The Wolfsonian-FIU will present, beginning on Thursday, April 7, “Rewriting the World: Primers and Poetry in the Age of Confusion,” a new exhibition organized by curatorial research assistant Matthew Abess that will be on view through June 5 in the museum’s Rare Book and Special Collections Library Vestibule.

Drawing on the Wolfsonian’s holdings of rare books from the early 20th century, the selection of materials represents a range of attempts to define the contours of everyday life through renovations of language. Whether a motorcar marketing booklet, a literacy manual for non-native speakers, or a poem comprised of innovative typography and non-sense sounds, these works emerged from certain social and political agendas.

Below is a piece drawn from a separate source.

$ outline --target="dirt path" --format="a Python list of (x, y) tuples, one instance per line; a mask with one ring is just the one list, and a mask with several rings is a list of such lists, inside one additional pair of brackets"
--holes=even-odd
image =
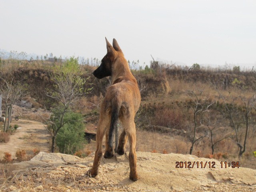
[[(14, 135), (11, 135), (7, 143), (0, 143), (0, 158), (2, 158), (5, 152), (8, 152), (15, 158), (15, 153), (19, 149), (31, 151), (37, 148), (41, 151), (49, 150), (50, 135), (44, 124), (36, 121), (20, 119), (14, 122), (20, 128)], [(12, 124), (13, 126), (14, 123)]]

The exhibition surveys the ways in which such agendas are inscribed in the rudiments of language – set into speech and written into thought.

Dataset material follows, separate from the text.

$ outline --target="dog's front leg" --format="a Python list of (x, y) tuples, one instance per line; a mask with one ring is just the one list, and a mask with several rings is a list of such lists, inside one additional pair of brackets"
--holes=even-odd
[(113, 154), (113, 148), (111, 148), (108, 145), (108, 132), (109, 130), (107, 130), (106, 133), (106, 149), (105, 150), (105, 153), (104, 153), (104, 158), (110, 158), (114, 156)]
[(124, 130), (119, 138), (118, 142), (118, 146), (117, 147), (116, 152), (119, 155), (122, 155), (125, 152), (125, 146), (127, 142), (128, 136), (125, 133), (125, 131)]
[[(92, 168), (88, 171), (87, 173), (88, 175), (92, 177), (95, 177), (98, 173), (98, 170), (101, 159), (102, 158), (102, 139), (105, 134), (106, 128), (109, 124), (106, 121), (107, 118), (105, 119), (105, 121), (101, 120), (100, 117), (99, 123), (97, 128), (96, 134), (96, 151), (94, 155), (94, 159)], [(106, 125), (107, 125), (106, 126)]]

The exhibition includes evangelical alphabet primers, National Socialist toothpaste pamphlets, Czech photo-texts, typographic fairytales and end-of-the-world scenarios filmed by the angel of Notre Dame.

Book, "La Fin du Monde, Filmée par l’Ange N.-D." ("The End of the World, Filmed by the Angel N.-D.") by Blaise Cendrars, 1919. Illustrated by Fernand Léger (French, 1881–1955). Published by Éditions de la Sirène, Paris. The Wolfsonian–FIU, The Mitchell Wolfson Jr. Collection, 84.2.615.

“For the writers, designers and even corporations behind these works, the transformation of everyday life was something to be achieved by linguistic means, and especially by the transformation of language itself,” said Abess. “At their most effective, these efforts to initiate readers into certain visions of the present and future are well concealed. This exhibition aims to make them manifest.”

The exhibition is organized in response to the stated mission of the O, Miami poetry festival that every single person in Miami-Dade County encounter a poem during the month of April. Following this call for encounters, The Wolfsonian-FIU also will project Abeceda (2000) in its street front windows from nightfall to sunrise beginning on April 7. The film recreates the Liberated Theater’s performance of “Abeceda” – an icon of Czech avant-garde poetry, dance, and constructivist design – using the 1926 “photo-text” publication as its visual guide.

In conjunction with the exhibition and in collaboration with independent curator Brett Fletcher Lauer, the Wolfsonian also has invited five contemporary writers to contribute original postcard poems written through the themes in “Rewriting the World.” The postcards will be distributed in the museum and also will be used in O, Miami’s international call for mail art, a part of the Abe’s Penny Live installations at ArtSeen, where visitors will be sending the postcards to writers and curators internationally as well as to random addresses throughout Miami-Dade County.